As conscious humans we like to order our world using good and evil as criterion, with the result that evil is fought and controlled, but not well understood as to why it is there in the first place. Yet since the rules of ethics about good and evil are culture based, that makes evil as significant as good.
Yet since the rules of ethics about good and evil are culture based, that makes evil as significant as good.
This led me to conclude that within Existence Divine we need to learn to interpret the significance of good versus evil and understand their mutual arising. In short, good and evil may no longer be adequate as criteria by which to evaluate human behaviour, because all that exists and occurs has to be accepted as valid within Existence Divine.
The consideration that something different from good and evil as a sufficient guide would have to be found, made me recall the title of Nietzsche’s work ’Beyond Good and Evil’, which was published towards the end of his life, 1847-1900.
I have read a bit about Nietzsche, but he is an author and thinker I approach with considerable prudence. However, the mentioned title remained in my attention and consequently read about his thought and work in some of my references.
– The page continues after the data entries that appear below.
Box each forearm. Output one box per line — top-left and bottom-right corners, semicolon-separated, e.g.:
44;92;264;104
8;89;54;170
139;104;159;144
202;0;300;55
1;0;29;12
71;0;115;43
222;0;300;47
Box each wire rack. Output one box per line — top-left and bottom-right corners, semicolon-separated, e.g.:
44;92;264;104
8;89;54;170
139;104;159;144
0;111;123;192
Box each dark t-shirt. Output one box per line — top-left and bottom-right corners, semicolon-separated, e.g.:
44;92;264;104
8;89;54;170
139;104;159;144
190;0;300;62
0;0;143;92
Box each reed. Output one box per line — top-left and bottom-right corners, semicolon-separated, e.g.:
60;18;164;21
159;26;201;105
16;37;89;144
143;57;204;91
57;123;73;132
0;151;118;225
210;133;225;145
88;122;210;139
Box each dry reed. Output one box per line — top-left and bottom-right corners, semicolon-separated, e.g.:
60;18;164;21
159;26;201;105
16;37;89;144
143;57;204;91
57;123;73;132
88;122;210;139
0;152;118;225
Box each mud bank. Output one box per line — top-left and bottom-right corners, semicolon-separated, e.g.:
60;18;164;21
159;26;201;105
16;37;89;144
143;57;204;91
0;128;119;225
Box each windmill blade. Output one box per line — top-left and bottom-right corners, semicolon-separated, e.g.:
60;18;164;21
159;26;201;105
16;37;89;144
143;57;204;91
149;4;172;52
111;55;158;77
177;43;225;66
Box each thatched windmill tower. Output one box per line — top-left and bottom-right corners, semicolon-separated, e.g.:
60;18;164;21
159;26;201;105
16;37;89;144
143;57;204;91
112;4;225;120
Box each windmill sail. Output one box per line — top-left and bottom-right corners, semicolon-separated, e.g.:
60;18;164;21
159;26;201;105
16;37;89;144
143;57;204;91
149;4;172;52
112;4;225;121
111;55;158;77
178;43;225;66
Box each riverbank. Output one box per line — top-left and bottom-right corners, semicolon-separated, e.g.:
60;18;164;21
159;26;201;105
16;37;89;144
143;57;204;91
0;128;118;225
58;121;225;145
Even a cursory reading makes clear that Nietzsche rejects much if not all of the values that come from the handed down traditions of humankind. In doing so his belief framework becomes a leap into the future without reference to the past, precluding any testing of the newly discovered insights, aspirations and guidelines.
My own approach has been and is that the handed down traditions need to be referenced, informing our belief frameworks and actions in the present. We add to what we were taught, but we do not discard it. This is the way the process of evolution seeks out the most efficient adaptation. It would be foolhardy to ignore this process until it is better understood as to its operative mechanisms.
I see Nietzsche as a herald of the modern artists such as Picasso. They too abandoned later on the traditional rules of composition and confronted post WW-One society with its broken belief and value framework that Nietzsche discerned earlier during his life time.
What to replace it with became and still is the question today. So, we may ask, given that we retain our human traditions as hard earned treasures, what is it that Nietzsche attempts to show us with his notion of going ‘beyond good and evil’?
To answer this question I’ll need to peruse this topic a little more and explore the extension of the ideas of good and evil in such a way that adds to the differentiating powers of this basic pair and possibly give us tools to order the full range of the human experience in the totality of existence, a mystery knowable, but not comprehendible.
<10:16am and 11:56am after edits and phone calls.